Ekrem Düşeş’le Yeni Türkiye’nin Keşfi

Kerem Güneş
8 min readApr 30, 2015

Bölüm İki: Barış Manço ve HAP

11 yaşındayken hayatım boyunca pişman olacağım bir şey yaptım. Ailemle beraber İstanbul’a yeni taşınmıştık — okyanus ötesinden — ve oturacağımız evi bulana kadar bir aile dostunun evinde kalıyorduk. Bir akşam ben, kardeşim Ozan ve arkadaşımız Can Playstation oynarken annem merdivenlerden çıktı ve kulağıma fısıldadı:

‘’Çok tatlı bir adam var aşağıda, seninle tanışmak istiyor. Çok seviyorlar onu burada.’’

Ben elimdeki kumandayı bırakmadım ve oynamaya devam ettim, o gece hiç aşağıya inmedim.

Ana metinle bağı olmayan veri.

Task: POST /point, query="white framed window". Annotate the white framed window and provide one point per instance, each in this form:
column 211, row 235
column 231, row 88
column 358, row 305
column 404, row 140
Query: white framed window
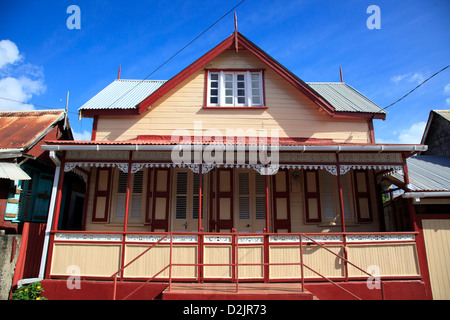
column 235, row 88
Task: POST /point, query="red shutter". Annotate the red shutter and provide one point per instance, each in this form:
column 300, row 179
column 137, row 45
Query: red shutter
column 362, row 196
column 149, row 202
column 224, row 199
column 281, row 201
column 102, row 193
column 161, row 193
column 312, row 196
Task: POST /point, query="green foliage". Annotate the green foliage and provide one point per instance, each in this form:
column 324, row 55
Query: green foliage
column 29, row 292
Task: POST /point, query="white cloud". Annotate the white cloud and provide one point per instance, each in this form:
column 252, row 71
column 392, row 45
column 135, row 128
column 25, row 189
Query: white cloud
column 19, row 81
column 86, row 135
column 9, row 53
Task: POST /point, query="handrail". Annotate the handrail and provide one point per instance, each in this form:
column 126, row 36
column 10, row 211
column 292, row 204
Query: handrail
column 137, row 257
column 344, row 259
column 235, row 243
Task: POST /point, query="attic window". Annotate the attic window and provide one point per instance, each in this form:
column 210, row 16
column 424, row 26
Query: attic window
column 234, row 88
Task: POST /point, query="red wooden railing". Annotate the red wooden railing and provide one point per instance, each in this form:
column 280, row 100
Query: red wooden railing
column 236, row 264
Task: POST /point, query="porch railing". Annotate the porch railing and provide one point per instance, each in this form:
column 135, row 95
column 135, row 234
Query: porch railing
column 241, row 257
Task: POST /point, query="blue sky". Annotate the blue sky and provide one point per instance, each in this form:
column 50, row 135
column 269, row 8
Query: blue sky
column 42, row 59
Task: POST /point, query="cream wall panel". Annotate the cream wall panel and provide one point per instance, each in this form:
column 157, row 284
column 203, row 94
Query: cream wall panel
column 392, row 259
column 289, row 111
column 250, row 254
column 437, row 244
column 91, row 259
column 158, row 258
column 217, row 255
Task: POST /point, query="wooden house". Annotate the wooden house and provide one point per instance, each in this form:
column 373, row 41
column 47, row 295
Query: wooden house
column 427, row 195
column 26, row 179
column 284, row 175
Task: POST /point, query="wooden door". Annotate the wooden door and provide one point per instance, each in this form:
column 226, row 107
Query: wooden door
column 161, row 194
column 281, row 202
column 224, row 200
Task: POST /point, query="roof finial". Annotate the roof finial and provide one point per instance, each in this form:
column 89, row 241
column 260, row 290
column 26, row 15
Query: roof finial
column 235, row 31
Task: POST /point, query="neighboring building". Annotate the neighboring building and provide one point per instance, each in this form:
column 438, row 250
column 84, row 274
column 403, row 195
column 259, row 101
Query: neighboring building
column 437, row 133
column 164, row 153
column 426, row 193
column 26, row 179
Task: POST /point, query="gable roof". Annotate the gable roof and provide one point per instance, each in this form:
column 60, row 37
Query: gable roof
column 104, row 101
column 122, row 94
column 445, row 114
column 426, row 173
column 23, row 129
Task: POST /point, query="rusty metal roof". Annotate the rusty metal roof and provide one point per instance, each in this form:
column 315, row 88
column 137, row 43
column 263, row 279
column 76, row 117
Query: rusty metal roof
column 22, row 129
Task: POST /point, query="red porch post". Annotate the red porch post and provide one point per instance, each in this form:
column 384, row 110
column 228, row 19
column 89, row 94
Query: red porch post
column 267, row 201
column 416, row 225
column 341, row 210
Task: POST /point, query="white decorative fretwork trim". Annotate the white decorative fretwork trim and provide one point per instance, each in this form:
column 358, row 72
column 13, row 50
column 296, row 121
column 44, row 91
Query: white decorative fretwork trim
column 87, row 237
column 380, row 238
column 156, row 238
column 250, row 240
column 71, row 165
column 217, row 239
column 284, row 239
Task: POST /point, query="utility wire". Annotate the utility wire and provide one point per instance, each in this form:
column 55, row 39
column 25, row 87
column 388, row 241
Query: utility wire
column 174, row 55
column 416, row 88
column 36, row 105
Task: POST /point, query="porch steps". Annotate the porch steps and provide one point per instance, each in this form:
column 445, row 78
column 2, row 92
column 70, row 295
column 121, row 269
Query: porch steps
column 227, row 291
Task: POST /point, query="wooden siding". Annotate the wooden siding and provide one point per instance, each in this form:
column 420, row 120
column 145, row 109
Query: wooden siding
column 289, row 111
column 437, row 244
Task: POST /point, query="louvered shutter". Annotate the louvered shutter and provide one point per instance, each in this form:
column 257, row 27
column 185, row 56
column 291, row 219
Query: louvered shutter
column 281, row 201
column 161, row 193
column 101, row 198
column 327, row 197
column 260, row 197
column 195, row 195
column 181, row 195
column 362, row 195
column 312, row 196
column 224, row 199
column 136, row 198
column 244, row 196
column 121, row 196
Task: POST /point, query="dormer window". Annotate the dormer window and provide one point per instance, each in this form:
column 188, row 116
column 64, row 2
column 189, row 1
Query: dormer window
column 234, row 88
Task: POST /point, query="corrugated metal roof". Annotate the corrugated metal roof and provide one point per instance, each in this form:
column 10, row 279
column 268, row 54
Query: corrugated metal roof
column 20, row 129
column 126, row 94
column 123, row 94
column 443, row 113
column 427, row 173
column 12, row 171
column 344, row 98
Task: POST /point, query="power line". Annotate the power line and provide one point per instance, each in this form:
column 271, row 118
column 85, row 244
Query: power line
column 416, row 88
column 174, row 55
column 36, row 105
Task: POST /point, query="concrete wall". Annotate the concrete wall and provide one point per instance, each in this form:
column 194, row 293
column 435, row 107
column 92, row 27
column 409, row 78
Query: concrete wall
column 9, row 252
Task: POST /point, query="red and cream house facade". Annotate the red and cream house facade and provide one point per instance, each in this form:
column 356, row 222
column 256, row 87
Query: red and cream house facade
column 284, row 175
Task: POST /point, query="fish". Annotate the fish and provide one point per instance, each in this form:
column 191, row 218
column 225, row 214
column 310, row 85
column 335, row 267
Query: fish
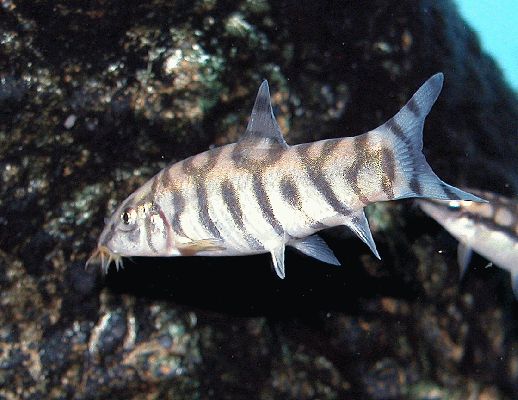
column 259, row 195
column 490, row 229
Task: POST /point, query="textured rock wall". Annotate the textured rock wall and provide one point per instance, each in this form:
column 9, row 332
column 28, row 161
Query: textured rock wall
column 97, row 96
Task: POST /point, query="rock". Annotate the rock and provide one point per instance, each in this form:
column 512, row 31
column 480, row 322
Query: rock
column 96, row 97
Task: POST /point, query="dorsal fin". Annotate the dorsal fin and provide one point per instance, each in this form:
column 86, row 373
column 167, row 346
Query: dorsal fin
column 262, row 130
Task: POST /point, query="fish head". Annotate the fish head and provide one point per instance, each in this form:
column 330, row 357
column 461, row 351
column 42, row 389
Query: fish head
column 455, row 215
column 136, row 228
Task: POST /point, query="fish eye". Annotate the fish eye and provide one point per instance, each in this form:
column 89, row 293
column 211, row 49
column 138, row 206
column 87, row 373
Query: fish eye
column 454, row 205
column 128, row 216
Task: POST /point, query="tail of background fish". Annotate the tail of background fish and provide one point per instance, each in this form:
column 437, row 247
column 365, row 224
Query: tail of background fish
column 403, row 133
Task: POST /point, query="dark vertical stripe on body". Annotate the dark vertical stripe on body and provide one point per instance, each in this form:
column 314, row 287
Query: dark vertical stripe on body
column 265, row 205
column 314, row 170
column 291, row 195
column 231, row 199
column 388, row 170
column 204, row 216
column 147, row 222
column 178, row 208
column 360, row 161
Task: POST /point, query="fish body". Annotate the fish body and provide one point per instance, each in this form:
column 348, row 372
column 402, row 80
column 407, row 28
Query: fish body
column 490, row 229
column 259, row 195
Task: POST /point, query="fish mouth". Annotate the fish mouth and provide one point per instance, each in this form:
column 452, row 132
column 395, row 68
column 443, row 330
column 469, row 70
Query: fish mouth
column 104, row 256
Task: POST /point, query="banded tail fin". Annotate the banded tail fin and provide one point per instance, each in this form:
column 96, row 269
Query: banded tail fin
column 404, row 132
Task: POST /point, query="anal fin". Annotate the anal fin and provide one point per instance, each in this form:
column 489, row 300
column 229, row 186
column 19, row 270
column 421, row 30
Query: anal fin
column 314, row 246
column 360, row 226
column 278, row 261
column 197, row 246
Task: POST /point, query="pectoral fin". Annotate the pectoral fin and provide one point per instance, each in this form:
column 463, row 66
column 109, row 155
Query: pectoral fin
column 315, row 247
column 278, row 261
column 463, row 258
column 197, row 246
column 514, row 282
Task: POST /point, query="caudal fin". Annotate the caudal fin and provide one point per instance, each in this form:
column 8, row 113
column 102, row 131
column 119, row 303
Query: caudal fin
column 404, row 132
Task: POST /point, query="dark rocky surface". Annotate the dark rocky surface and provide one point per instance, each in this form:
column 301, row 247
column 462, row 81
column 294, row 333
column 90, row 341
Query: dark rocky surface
column 97, row 96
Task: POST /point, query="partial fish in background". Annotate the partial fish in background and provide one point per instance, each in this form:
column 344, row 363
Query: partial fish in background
column 259, row 195
column 490, row 229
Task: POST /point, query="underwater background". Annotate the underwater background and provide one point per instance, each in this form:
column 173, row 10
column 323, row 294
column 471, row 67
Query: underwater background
column 96, row 97
column 495, row 23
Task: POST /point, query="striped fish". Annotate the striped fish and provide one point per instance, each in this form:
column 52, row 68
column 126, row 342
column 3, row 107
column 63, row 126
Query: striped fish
column 259, row 195
column 490, row 229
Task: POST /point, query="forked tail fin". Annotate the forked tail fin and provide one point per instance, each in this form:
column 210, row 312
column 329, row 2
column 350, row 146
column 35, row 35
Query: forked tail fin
column 404, row 134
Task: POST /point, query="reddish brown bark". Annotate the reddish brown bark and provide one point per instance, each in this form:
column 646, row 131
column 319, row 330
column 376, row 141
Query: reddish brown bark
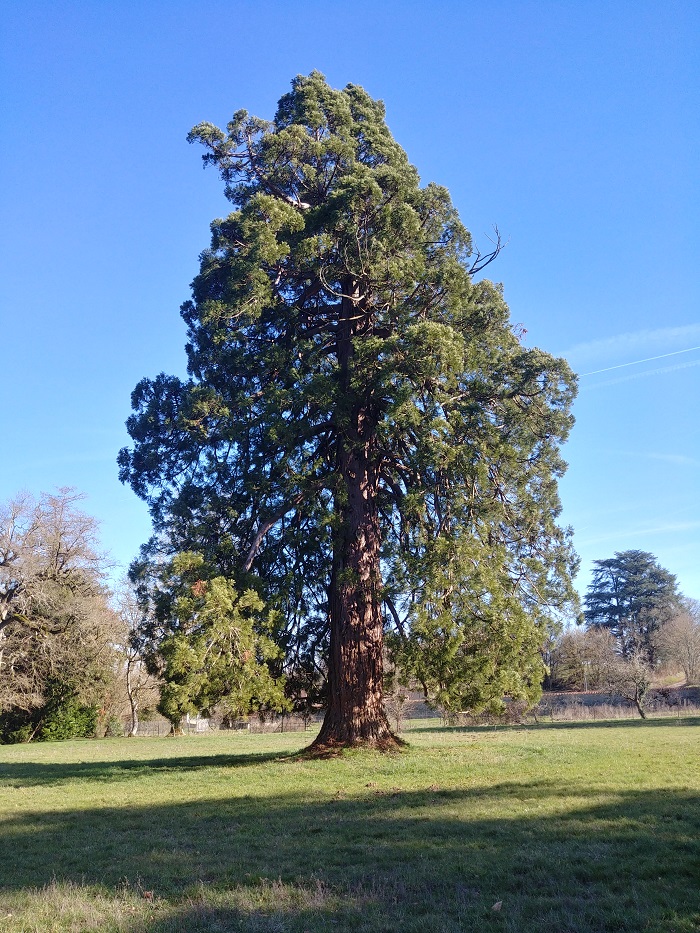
column 355, row 714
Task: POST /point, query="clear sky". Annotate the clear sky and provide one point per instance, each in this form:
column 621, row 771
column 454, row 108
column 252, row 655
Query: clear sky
column 573, row 126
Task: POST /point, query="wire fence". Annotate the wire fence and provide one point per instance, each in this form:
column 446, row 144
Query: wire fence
column 412, row 712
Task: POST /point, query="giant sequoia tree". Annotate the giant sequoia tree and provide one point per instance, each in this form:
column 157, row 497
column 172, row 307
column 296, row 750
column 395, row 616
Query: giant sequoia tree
column 362, row 438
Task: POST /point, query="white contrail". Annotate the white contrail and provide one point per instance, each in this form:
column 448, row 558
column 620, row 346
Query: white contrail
column 645, row 372
column 649, row 359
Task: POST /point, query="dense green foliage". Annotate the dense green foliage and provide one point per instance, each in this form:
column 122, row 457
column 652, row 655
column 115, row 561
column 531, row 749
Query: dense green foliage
column 633, row 597
column 362, row 438
column 213, row 656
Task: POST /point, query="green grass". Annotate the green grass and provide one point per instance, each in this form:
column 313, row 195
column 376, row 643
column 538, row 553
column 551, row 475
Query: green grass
column 571, row 828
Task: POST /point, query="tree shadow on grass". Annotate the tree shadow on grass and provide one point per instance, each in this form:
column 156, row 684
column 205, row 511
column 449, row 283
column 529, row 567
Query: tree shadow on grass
column 557, row 861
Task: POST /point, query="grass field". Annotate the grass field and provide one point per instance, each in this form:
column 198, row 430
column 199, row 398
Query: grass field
column 561, row 828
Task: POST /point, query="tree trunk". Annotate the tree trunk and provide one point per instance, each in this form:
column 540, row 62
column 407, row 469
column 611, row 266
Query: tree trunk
column 355, row 714
column 133, row 700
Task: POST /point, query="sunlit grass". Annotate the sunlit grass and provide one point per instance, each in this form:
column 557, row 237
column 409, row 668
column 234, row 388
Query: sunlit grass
column 581, row 827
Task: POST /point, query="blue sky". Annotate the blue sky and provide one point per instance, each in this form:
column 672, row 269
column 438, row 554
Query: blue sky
column 573, row 126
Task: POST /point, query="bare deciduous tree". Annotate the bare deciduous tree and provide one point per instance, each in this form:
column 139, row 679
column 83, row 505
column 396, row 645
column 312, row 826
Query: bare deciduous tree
column 679, row 641
column 56, row 627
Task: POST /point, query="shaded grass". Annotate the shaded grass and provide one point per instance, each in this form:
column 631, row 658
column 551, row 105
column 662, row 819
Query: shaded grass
column 572, row 827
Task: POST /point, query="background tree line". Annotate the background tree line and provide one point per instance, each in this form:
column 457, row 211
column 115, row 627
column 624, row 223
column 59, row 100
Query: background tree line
column 635, row 622
column 68, row 666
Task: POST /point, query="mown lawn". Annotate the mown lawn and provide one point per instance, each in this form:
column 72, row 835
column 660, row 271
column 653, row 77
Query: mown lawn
column 562, row 828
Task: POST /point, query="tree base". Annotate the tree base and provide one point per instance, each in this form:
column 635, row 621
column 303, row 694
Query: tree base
column 337, row 735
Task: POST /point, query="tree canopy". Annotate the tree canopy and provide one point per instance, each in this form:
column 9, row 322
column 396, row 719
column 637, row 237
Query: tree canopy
column 362, row 439
column 632, row 596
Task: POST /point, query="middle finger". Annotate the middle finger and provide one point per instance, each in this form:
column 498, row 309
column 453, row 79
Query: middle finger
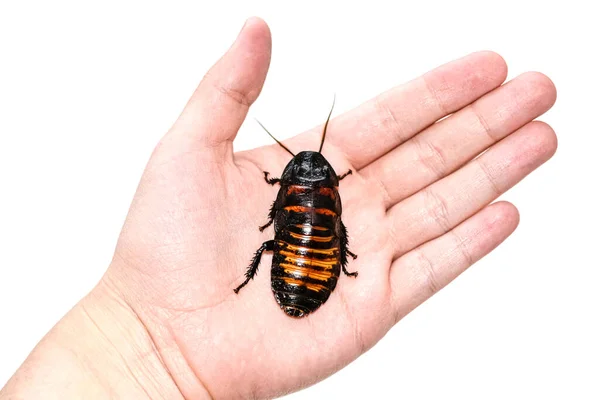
column 445, row 146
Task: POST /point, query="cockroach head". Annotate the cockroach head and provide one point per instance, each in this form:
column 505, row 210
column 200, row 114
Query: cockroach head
column 309, row 168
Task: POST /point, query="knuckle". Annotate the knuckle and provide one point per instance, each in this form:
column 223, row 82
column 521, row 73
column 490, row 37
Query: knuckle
column 437, row 208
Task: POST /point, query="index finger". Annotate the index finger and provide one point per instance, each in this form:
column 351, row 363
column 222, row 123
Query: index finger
column 372, row 129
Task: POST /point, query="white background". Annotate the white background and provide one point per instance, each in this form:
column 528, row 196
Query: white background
column 87, row 89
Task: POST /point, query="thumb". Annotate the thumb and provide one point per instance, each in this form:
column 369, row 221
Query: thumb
column 220, row 104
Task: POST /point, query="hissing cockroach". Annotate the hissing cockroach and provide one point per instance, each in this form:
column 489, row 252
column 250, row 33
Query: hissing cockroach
column 311, row 241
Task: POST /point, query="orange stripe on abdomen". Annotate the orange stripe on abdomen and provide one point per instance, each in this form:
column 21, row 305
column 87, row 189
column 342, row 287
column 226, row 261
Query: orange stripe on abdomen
column 327, row 263
column 310, row 286
column 321, row 239
column 305, row 272
column 302, row 209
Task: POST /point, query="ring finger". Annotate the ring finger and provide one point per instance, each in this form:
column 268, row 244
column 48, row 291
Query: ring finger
column 441, row 206
column 445, row 146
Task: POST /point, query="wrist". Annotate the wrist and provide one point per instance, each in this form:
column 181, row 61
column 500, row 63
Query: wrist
column 100, row 349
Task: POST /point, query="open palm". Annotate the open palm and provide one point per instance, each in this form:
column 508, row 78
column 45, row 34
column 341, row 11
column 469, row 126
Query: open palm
column 416, row 207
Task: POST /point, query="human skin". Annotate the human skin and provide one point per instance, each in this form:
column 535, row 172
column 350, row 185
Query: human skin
column 164, row 321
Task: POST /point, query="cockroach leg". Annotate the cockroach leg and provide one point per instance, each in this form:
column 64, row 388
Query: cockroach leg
column 270, row 181
column 253, row 268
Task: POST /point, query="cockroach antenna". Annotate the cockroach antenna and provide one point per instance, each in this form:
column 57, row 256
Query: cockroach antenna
column 275, row 139
column 326, row 123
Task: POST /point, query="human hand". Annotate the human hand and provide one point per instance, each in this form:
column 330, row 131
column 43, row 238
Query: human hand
column 416, row 207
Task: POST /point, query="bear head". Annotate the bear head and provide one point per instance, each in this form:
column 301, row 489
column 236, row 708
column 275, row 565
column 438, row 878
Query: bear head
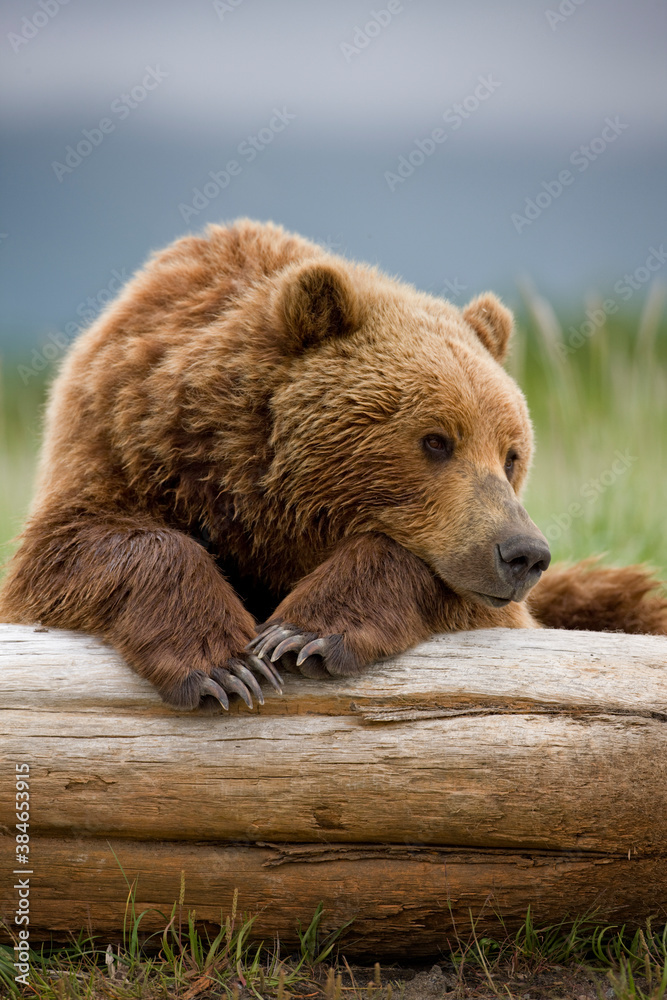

Barış Manço birkaç hafta sonra öldü, 31 Ocak 1999'da…

I.

Seçimlere 39 gün kala, Hak ve Adalet Partisi’nin genel başkanı Yiğit Zeki Öztürk telefonumu arıyor. Meltem TV’de bir programda konuşmak üzere İstanbul’a gelmiş, Haydarpaşa Garı’nın misafirhanesinde kalıyormuş. ‘’Yarın sabah 10'da bu taraflara gelebilir misin?’’ diye soruyor. En sevdiğim profesörlerden olan Jale Parla’nın dersini kaçırma pahasına evet diyorum. Seçimlere 39 gün kaldı, ve daha buluşacağım 15 genel başkan var.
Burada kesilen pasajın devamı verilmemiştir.